Meta, formerly known as Facebook, reportedly granted developers in Russia, China, and North Korea access to sensitive user information.

Concerned about potential data breaches and the dangers of leaking user information to foreign developers, two U.S. senators are now pressuring Meta and its CEO Mark Zuckerberg to explain its digital malpractice.

It appears from these documents that Facebook has known, since at least September 2018, that hundreds of thousands of developers in countries Facebook characterized as 'high-risk,' including the People’s Republic of China, had access to significant amounts of sensitive user data," Senators Mark Warner, a Democrat, and Republican Marco Rubio wrote in the letter to company founder Mark Zuckerberg.

The investigation of Meta was conducted by the Senate Intelligence Committee in 2018. Through this, it was revealed that Meta, during the days it operated as Facebook, shared sensitive data with tens of thousands of developers across the globe.

This trend continued from the inception of Facebook through 2014, when the company began safeguarding user information better.

We have grave concerns about the extent to which this access could have enabled foreign intelligence service activity, ranging from foreign malign influence to targeting and counter-intelligence," the two senators wrote.

Many of the developers Meta shared data with were in areas that the company deemed "high-risk", which makes the partnership between Meta and the software developers even more puzzling.

Now, after nearly a decade of exposing sensitive user information, Meta finds itself in the thick of a federal investigation.

Senators Mark Warner and Marco Rubio told Bloomberg that their staff met with Meta executives to try to pinpoint more accurate findings about the data leaks.

From these conversations, they discovered that Meta was hiding much more than anticipated.

Given those discussions,” Warner and Rubio wrote, “we were startled to learn recently, as a result of this ongoing litigation and discovery, that Facebook had concluded that a much wider range of foreign-based developers, in addition to the PRC-based device-makers, also had access to this data.”

That included 42,000 developers in Russia, and developers in North Korea and Iran, the senators said. 

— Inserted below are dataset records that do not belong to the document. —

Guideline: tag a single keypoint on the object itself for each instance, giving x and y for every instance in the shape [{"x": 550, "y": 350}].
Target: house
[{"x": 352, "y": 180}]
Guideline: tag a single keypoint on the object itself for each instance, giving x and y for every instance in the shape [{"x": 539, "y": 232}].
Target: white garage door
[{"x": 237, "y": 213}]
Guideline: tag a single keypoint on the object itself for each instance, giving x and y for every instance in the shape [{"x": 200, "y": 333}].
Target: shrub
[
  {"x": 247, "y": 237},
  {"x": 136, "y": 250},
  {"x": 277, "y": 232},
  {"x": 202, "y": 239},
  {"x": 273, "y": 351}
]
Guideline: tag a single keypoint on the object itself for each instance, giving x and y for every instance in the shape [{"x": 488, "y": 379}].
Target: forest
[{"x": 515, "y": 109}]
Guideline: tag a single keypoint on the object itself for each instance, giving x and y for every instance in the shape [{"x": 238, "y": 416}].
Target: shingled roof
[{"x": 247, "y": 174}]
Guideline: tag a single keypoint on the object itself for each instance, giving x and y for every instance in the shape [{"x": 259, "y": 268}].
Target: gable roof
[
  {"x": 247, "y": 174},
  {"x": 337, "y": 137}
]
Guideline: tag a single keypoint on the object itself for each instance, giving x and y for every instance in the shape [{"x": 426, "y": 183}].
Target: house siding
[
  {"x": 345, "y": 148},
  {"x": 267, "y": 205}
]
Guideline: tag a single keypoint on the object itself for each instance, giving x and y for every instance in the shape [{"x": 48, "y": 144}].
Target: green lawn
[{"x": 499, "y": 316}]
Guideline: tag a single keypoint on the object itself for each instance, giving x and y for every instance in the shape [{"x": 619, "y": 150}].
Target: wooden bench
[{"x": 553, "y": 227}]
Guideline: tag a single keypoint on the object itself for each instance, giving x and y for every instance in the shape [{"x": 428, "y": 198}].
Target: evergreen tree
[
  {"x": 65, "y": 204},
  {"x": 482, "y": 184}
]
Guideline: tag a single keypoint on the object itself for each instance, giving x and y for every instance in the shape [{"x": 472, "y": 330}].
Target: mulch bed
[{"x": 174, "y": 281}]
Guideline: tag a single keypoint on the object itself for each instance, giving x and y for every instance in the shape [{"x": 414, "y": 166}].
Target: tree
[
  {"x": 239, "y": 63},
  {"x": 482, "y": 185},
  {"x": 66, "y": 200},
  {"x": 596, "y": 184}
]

In a statement refuting the findings, Meta representatives said that the documents “are an artifact from a different product at a different time. Many years ago, we made substantive changes to our platform, shutting down developers’ access to key types of data on Facebook while reviewing and approving all apps that request access to sensitive information.”

Meta declined to answer whether the app developer investigation is still ongoing or how many apps have been reviewed since the 2018 slide presentation, which was unsealed in court last week. The document had projected the probe would continue at least through 2020.